The former Swansea man hasn't done anything to help his cause since; he has yet to score for his new club, and has looked sluggish and out of shape. To be fair Graham hasn't had the chance to play his natural game as a lone striker yet, and has so far been forced into a 4-4-2 to fight for space with the similar Fletcher. With the Scotsman potentially out for the rest of the season, now is the time for Graham to prove his worth and redeem himself in the eyes of supporters.
We can presume that O'Neill will ditch the 4-4-2 used in previous games, possibly reverting back to the 4-4-1-1 favoured earlier in the season, with Graham allowed to play as the lone striker ahead of Stephane Sessegnon. This was a similar role to that performed by the the forward during his successful first season at Swansea last year. Playing in front of a creative midfielder in Gylfi Sigurdsson for most of the season, and flanked by wingers Nathan Dyer and Scott Sinclair, the set-up wasn't all that different to the one used by Sunderland. The striker managed a very credible 12 Premier League goals for the Swans, the same scored by Fletcher for Wolves in the same season, suggesting that, if the set-up his right, he can be a very effective player. With Graham given the chance to perform in his preferred role, there are no excuses now if he continues his poor form. He simply must show he was worth the fee payed for him.
It's not just the fans who will sweating over the form of Graham of course. Martin O'Neill needs his new signing to start performing. In putting his faith in the striker ahead of the popular Connor Wickham, the Northern Irishman has put himself at odds with a great deal of the club's fanbase, and therefore needs Graham's transfer to pay off. He has received strong criticism for his January dealings; as well as Graham he's brought in the hit and miss Alfred N'Diaye, and was fooled into signing Kader Mangane, a footballer who doesn't even exist. Furthermore, the risky decision to let half the strike force leave in January now looks like a huge mistake with Fletcher injured and Sunderland left struggling for forwards.

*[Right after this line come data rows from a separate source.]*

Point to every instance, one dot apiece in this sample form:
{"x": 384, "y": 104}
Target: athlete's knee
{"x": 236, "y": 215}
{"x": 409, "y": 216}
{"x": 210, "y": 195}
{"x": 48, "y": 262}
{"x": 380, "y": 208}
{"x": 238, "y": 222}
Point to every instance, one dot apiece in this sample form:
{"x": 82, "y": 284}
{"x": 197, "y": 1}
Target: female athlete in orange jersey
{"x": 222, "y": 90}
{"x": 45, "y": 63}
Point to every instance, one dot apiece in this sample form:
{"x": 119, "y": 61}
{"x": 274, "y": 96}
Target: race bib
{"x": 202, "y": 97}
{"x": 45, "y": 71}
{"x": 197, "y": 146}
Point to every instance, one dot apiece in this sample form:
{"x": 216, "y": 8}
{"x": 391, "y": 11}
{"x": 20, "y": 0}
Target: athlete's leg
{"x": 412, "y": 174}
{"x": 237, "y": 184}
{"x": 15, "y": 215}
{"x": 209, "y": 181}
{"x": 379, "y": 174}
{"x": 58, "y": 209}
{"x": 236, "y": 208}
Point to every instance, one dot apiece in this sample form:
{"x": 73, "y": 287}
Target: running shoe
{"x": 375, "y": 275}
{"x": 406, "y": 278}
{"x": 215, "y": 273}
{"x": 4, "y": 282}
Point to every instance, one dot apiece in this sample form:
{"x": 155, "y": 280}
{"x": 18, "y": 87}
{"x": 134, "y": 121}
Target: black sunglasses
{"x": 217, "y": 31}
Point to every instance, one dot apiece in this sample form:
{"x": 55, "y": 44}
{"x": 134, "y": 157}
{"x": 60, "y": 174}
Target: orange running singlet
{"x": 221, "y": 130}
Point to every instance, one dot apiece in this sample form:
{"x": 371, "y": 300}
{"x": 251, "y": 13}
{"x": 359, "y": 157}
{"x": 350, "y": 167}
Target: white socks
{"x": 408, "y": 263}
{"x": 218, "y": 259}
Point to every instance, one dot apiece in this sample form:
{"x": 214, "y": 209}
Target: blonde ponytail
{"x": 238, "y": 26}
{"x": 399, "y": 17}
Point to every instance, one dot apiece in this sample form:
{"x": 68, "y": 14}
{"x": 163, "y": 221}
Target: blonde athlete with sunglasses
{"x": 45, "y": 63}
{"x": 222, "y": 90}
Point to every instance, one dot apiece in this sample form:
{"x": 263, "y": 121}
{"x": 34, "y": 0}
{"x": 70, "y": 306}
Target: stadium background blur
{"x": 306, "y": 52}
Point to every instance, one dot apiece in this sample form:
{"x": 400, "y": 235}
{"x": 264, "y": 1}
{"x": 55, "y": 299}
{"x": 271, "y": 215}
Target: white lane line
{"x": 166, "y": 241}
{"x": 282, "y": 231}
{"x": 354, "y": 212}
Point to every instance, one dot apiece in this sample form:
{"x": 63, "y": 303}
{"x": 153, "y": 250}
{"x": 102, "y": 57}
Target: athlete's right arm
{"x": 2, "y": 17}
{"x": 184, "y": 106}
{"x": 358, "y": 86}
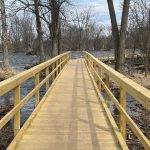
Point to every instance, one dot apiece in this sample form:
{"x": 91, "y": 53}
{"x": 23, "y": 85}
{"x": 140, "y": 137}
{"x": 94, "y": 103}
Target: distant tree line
{"x": 43, "y": 27}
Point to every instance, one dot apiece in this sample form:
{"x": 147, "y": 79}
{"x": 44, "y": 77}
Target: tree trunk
{"x": 115, "y": 31}
{"x": 39, "y": 31}
{"x": 4, "y": 36}
{"x": 124, "y": 21}
{"x": 119, "y": 39}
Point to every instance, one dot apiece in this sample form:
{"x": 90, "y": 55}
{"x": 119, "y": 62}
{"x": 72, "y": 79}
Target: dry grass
{"x": 7, "y": 73}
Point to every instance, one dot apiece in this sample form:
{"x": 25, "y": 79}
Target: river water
{"x": 19, "y": 61}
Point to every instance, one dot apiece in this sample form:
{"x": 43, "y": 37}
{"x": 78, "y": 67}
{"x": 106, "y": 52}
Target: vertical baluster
{"x": 46, "y": 74}
{"x": 60, "y": 64}
{"x": 57, "y": 68}
{"x": 17, "y": 115}
{"x": 37, "y": 97}
{"x": 99, "y": 83}
{"x": 94, "y": 66}
{"x": 107, "y": 95}
{"x": 53, "y": 76}
{"x": 122, "y": 119}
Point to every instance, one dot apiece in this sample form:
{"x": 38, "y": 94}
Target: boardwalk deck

If Danny Graham can come into the side and fire Sunderland to safety, it would not only prove the 5 millions pounds spent on him was completely worth it, it will also go some way to vindicating his manager in the eyes of supporters. It will prove that O'Neill's gamble in letting so many players go was the correct one. It will show that spending such a fee on a player who wasn't really any different to what the club already had was actually a very shrewd move. If, on the other hand Graham continues his poor form, despite playing in his natural role, it would raise serious concerns, not just about O'Neill's ability to keep Sunderland in the league, but also his judgement in the transfer market ahead of a summer of squad rebuilding. It could be said that the fates of Danny Graham and Martin O'Neill at the are intrinsically linked.
If Graham can show that he's a more than adequate replacement for Steven Fletcher, and help the club retain their Premier League status he will have proven himself to the fans. If he succeeds, then it will have been a shrewd move from O'Neill to bring the striker in. Of course there are other reasons to be unsure of the Northern Irishman, but if he's gotten this decision right, despite the reservations of supporters, he will take a giant leap in proving he's the right man to take Sunderland forward.